Monday, December 24, 2007

What We Talk About When We Talk About Art

In the Art section of The New York Times, published: December 23, 2007, ROBERTA SMITH discusses "What We Talk About When We Talk About Art '. I immediately smiled at the familiar thoughts of pretentious language but realized the writer is aiming at a more elevated point of discussion. The article also touches on one that I cringe in embarrassment of discussion or exposure. Just last week on the Today show a guest went through a list of the biggest regrets that women have spurring a mid life crisis or depression; EDUCATION tops it. When given a reason to excuse or justify that I AM an artist despite not having a masters degree I admit I feel a little better. When Roberta Roberts wrote in regard to the use of the coined word "studio practice";


"First off, there’s the implication that artists, like lawyers, doctors and
dentists, need a license to practice. Of course it could be said that too many
artists already feel the need for such a license: It’s called a master of fine
arts. But artists don’t need licenses or certificates or permission to do their
work. Their job description, if they have one, is to operate outside accepted
limits."


Yes indeed to operate outside accepted limits, my torch to hold up high and say haha I can do this without a degree.
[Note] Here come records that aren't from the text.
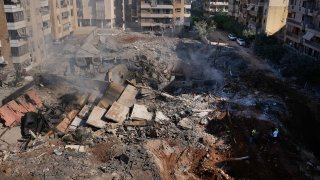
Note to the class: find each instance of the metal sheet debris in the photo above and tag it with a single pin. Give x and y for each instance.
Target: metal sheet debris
(95, 117)
(128, 97)
(140, 112)
(117, 113)
(112, 94)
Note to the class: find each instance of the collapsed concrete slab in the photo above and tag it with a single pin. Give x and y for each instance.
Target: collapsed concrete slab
(128, 97)
(75, 123)
(84, 111)
(112, 94)
(77, 148)
(140, 112)
(117, 113)
(118, 74)
(95, 117)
Furthermore she states
"Second is the implication that an artist, like a doctor, lawyer or dentist, is
trained to fix some external problem. It depersonalizes the urgency of art
making and gives it an aura of control, as if it is all planned out ahead of
time. Art rarely succeeds when it sets out to fix anything beyond the artist’s
own, subjective needs. If an artist’s work helps other people to fix
things within themselves or, more broadly, in society, though, so much the
better."
Here my memories went straight to the people who are filled with emotion when they resonate with the spiritual aspect of my skyscpaes. I never cease to be awed by the emotional connection some encounter when they see my work. As Mr. Rogers declared It is Sacred Space. I share my own subjective needs in my creations. It has never been so evident to me as I take time to reflect on my past work, particularly the skyscapes and the surreal pieces, that these have first met my needs, then those of others.

Thanks Roberta Smith for today this Christmas Eve I feel like a hero.

Artists turn whatever intangibles they use — including empty space, language
or human interaction — into a kind of material. They mess with things,
making them newly palpable and in the process opening our eyes.

Merry Christmas to all and a healthy, prosperous New Year !!